Some molecular evidence for human evolution

I can’t answer for what seems extraordinarily high to you. But no, it isn’t high. Let’s remember that there are only 4 possible states at any position. Given the rarity of transversions, it might be accurate to say that there are only two likely states.

2 Likes

I think it makes an excellent case for common ancestry, but does it make a strong case for universal common descent, or in your words “common ancestry of all living things on earth”? Many creationists would agree with a significant amount of common ancestry, I think, but disagree that it is truly universal. So do scientists have a sense of how universal it is? In other words, has there been enough tests like what you and @John_Harshman have done across not only multiple sequences in the human genome compared to apes and monkeys, but across the entire “tree of life”?

2 Likes

Yes, there has, though in fact the deepest comparisons use protein sequences rather than DNA sequences. Still, the difference between what creationists are willing to accept and what’s accessible through DNA sequences is still quite large.

1 Like

According @glipsnort’s article at 32, the sum of G-C, A-T, A-G/G-T mutations should be roughly equal to the number of transitions mutations (C-T or A-G). So, in your example, on the 22 cases of homoplasy, we would have expected to see about 50% of transitions, not 100% as it is the case. What is the explanation for this strange observation?

1 Like

Several explanations: first, transitions are more likely to be silent than transversions and, if non-silent, more likely to connect similar amino acids; second, the transition bias in mitochondrial DNA is greater than in nuclear DNA; third, you will note that most of the changes are C-T, because there’s a base composition bias making G rare; fourth, transversions are often complicated by subsequent transitions that make them no longer informative for our sample — see, for example, the second to last site.

7 Likes

Fifth, you need two transversions to get into this list, so the occurrence would only be a quarter as common as transitions, even if transversions were half as common as transitions.

6 Likes

Very much so. As John noted, when DNA identities approach the statistically undetectable level, protein identities/similarites are still there.

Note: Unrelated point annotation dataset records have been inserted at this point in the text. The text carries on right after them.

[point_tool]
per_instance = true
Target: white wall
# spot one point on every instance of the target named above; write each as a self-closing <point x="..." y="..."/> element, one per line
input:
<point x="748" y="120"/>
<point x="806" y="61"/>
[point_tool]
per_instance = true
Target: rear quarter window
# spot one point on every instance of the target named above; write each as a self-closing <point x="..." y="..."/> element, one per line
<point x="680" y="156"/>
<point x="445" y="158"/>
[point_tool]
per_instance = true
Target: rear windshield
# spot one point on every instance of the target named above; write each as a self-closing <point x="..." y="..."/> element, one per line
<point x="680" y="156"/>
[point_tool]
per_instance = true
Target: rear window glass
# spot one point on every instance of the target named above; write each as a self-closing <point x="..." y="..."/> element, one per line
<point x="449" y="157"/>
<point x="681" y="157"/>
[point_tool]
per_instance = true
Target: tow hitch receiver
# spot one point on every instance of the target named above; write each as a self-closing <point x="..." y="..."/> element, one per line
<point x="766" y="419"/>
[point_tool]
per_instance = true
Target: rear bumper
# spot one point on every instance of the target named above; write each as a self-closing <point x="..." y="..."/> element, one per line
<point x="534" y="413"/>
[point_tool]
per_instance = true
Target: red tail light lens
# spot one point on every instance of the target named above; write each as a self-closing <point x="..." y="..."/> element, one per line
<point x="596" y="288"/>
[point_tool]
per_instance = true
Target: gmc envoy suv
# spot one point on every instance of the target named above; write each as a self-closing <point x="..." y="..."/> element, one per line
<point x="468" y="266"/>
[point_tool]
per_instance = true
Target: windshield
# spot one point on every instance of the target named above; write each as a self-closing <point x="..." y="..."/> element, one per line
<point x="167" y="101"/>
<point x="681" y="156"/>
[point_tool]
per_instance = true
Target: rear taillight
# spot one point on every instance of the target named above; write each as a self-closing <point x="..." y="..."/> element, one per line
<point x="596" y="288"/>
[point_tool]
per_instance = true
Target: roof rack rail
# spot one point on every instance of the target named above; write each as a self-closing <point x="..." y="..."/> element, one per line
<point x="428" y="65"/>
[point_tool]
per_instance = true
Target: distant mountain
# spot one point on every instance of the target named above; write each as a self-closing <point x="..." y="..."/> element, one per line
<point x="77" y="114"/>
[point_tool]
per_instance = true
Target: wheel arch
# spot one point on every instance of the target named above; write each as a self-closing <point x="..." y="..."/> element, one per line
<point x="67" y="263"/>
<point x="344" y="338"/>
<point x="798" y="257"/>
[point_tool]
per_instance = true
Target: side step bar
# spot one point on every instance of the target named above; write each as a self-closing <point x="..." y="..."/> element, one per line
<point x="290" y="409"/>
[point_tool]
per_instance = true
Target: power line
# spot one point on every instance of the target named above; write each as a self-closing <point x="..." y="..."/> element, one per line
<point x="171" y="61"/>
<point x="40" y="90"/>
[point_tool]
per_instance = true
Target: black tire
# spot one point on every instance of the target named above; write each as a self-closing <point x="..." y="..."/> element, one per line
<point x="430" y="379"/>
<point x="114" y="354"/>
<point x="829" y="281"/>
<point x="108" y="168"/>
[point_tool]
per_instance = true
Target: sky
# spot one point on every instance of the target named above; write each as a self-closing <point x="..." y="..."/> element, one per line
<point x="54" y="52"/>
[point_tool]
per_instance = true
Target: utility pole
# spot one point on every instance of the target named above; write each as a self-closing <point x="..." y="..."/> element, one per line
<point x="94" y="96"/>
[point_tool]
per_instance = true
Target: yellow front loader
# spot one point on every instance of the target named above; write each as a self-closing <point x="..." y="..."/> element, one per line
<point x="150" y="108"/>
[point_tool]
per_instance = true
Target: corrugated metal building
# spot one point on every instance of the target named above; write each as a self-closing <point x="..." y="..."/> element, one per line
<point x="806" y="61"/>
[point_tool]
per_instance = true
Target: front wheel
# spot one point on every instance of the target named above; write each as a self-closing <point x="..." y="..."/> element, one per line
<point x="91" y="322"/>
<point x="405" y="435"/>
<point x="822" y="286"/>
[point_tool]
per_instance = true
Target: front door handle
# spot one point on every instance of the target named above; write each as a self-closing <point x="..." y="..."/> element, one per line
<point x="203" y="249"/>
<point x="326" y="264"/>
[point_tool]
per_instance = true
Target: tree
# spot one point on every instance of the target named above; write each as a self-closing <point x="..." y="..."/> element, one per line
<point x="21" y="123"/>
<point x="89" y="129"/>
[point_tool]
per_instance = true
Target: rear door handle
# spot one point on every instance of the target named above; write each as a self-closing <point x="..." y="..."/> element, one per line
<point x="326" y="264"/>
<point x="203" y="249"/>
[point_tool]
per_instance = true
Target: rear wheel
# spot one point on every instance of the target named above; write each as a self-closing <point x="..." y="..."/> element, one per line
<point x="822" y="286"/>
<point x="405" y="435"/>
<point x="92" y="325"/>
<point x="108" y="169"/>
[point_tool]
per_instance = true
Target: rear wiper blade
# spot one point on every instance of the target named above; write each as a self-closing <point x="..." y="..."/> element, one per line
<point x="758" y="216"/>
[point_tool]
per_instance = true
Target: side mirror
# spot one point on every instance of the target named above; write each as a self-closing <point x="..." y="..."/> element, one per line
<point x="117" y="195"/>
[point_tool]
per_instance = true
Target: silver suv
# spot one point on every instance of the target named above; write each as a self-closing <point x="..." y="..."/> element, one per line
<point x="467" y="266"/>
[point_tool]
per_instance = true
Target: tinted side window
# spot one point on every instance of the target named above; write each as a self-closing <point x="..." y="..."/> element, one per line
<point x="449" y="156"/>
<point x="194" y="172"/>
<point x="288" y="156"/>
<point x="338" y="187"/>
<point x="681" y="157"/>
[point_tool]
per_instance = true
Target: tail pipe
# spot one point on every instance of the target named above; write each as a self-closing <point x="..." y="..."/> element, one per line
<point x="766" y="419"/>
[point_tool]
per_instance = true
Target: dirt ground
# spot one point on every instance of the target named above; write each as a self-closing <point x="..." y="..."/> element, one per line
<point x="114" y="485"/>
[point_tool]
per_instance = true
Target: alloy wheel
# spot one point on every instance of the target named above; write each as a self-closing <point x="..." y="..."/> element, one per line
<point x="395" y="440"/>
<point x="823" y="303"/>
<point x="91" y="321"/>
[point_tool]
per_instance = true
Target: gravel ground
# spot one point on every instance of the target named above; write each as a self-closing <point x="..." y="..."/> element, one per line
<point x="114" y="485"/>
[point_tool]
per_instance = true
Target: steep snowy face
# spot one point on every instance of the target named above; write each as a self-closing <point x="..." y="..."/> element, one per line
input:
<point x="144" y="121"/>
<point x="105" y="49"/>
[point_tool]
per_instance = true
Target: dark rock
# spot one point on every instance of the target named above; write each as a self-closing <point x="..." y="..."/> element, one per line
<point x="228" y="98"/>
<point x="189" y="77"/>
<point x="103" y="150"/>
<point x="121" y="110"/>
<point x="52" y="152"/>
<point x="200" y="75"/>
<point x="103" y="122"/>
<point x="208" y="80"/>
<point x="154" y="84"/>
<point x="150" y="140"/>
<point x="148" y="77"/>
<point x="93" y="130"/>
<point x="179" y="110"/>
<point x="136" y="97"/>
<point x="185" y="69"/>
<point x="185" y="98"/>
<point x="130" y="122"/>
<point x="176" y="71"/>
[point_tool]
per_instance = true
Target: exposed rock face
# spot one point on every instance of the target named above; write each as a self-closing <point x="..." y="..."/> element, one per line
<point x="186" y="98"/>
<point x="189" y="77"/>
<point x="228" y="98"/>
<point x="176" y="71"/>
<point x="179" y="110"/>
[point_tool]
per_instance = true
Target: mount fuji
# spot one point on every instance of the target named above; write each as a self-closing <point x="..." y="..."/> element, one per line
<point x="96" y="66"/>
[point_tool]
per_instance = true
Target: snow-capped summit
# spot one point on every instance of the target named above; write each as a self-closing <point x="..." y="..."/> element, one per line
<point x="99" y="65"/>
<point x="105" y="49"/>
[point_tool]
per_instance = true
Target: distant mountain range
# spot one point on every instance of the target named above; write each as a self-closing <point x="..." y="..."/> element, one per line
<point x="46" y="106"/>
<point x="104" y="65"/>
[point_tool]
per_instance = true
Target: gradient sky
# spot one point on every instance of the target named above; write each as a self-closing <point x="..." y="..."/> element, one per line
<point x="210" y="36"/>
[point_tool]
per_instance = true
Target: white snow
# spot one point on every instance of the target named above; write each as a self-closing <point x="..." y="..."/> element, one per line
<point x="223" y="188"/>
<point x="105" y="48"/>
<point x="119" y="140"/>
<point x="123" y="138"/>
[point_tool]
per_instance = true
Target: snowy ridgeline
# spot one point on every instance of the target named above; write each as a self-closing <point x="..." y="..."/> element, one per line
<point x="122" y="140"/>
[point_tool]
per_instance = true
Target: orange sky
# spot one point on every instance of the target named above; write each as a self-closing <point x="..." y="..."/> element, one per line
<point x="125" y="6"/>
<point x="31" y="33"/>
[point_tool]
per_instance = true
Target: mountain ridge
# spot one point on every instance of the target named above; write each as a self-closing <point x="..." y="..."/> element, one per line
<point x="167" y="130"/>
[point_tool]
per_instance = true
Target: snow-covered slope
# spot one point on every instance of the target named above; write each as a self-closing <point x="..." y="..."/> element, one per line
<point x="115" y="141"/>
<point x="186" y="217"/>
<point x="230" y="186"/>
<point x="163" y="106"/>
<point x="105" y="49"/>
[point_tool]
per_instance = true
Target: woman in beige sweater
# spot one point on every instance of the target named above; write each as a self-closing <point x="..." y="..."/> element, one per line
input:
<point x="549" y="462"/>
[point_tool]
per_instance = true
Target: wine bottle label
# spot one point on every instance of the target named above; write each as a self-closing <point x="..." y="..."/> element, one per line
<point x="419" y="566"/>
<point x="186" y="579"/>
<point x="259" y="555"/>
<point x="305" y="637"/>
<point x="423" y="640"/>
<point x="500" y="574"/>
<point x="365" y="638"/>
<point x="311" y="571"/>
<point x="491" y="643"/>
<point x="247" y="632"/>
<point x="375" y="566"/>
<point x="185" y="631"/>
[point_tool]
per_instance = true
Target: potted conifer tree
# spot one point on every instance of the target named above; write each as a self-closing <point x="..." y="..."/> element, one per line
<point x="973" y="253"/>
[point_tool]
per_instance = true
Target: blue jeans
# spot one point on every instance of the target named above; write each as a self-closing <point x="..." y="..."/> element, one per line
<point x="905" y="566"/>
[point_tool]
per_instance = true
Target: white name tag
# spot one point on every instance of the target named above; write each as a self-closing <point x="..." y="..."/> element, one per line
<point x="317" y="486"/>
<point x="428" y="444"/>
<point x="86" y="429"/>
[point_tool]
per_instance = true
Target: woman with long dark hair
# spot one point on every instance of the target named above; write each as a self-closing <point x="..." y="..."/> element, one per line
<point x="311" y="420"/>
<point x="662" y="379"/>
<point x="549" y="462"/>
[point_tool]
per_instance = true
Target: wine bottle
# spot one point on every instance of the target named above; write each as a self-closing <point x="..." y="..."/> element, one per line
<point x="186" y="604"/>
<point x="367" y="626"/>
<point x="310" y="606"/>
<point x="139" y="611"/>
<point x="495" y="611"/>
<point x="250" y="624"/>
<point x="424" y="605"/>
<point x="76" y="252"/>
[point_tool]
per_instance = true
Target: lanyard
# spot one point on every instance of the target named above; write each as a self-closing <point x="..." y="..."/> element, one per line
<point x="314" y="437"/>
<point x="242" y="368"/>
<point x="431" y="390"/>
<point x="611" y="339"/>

I’ll add that when the protein identities/similarities poop out, there remain structural homologies. Universal common ancestry predicts that we’ll find a lot more of those in the future.

2 Likes

This is surprising to me, mostly because it seems like a lot of work (both sequencing and the comparison). Do you (or @Mercer or @NLENTS or anybody else) know of any good seminal work reviewing this (establishing universal common ancestry through DNA/Protein sequences) that you could point me towards? I’d like to dig into it a little bit more. As a non-expert, sometimes it’s nice to get a peak inside some of the major results of another field.

For some ribosomal RNA sequences used to infer the deepest phylogenies, they actually do use the DNA sequences(as they would be directly complementary to RNA), because even at these ages ribosomal RNA sequences are decently well conserved. For example, extant bacterial 23s ribosomal RNA sequences have roughly 55-60% sequence identity to extant archaeal ribosomal sequences.

In an attempt to try to show some evidence for universal common descent, and inspired by a blogpost by evograd, almost a year ago I inferred a bacterial, and an archaeal tree using 23s ribosomal RNA sequences. What I wanted to try to show is that, without using outgroup rooting(thus forcing the result), internal nodes in the two trees(inferred independently of each other, using midpoint rooting) still exhibit ancestral convergence. The idea is that if bacteria and archaea really did evolve from a common ancestor, as we go deeper back in time towards the approximate root of each tree, the sequences should become more similar, both with respect to sequence identity, and by alingment scores.

That does indeed appear to be the case. I never finished aligning up all my sequences. I don’t do this professionally so did a lot of copy-pasting into browser windows using online tools to infer trees and get alignment scores, and I still have hundreds of alignments to do, so forgive me if I won’t finish this up anytime soon. But here is a screenshot of a preliminary result:


Alignment scores go from lower=more green, to higher=more red.

Here are the bacterial and archaeal trees with labeled nodes.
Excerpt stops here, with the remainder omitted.